Investigação e Mandados
As investigações apontam que o PCC utilizou fintechs, fundos de investimento e empresas de fachada para movimentar grandes quantias de dinheiro, evitando o rastreamento pelas autoridades. Durante a operação, foram cumpridos 55 mandados de busca e apreensão em locais como São Paulo, Minas Gerais, Rio de Janeiro e Paraná, direcionados a empresários e operadores financeiros envolvidos.

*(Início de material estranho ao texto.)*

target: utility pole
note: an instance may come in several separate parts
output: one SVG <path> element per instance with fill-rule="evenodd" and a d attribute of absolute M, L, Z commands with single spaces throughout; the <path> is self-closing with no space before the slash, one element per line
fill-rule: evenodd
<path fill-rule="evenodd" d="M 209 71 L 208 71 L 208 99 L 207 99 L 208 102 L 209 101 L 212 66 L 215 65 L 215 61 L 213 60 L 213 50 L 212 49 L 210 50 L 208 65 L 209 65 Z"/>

Funcionamento da Rede Criminosa
Apesar de ações anteriores contra o grupo, o esquema de lavagem de dinheiro se manteve ativo, com novas empresas sendo abertas e mudanças constantes na estrutura societária. O Gaeco identificou pelo menos seis fintechs utilizadas para gerenciar o fluxo financeiro da organização criminosa, que funcionavam como um sistema bancário informal.
Movimentações Suspeitas em Postos de Combustíveis
Os investigadores descobriram que vários postos de combustíveis concentraram suas movimentações financeiras em um número reduzido de contas, dificultando auditorias fiscais e escondendo a origem dos recursos. Além disso, um desvio de nafta petroquímica, utilizado na adulteração de combustíveis, foi investigado, com empresas fantasmas simulando compras legais.
Uso de Laranjas na Estrutura
A estrutura criminosa também utilizava pessoas em situações vulneráveis, como parentes e até detentos, para abrir empresas e movimentar recursos financeiros. O Ministério Público relata que a operação expôs uma engrenagem altamente profissionalizada de lavagem de dinheiro, com constantes alterações societárias e uso de fintechs.
Impacto e Avanços nas Investigações
Os órgãos de investigação consideram a operação um avanço significativo no entendimento do ecossistema financeiro que sustenta as atividades ilícitas do PCC. Quatro fundos envolvidos na operação possuem um patrimônio estimado em cerca de R$ 205 milhões, com um crescimento de mais de 200% em um ano. Entre os principais investigados, destacam-se Mohamad Hussein Mourad, conhecido como "Primo", e Roberto Augusto Leme da Silva, chamado de "Beto Louco".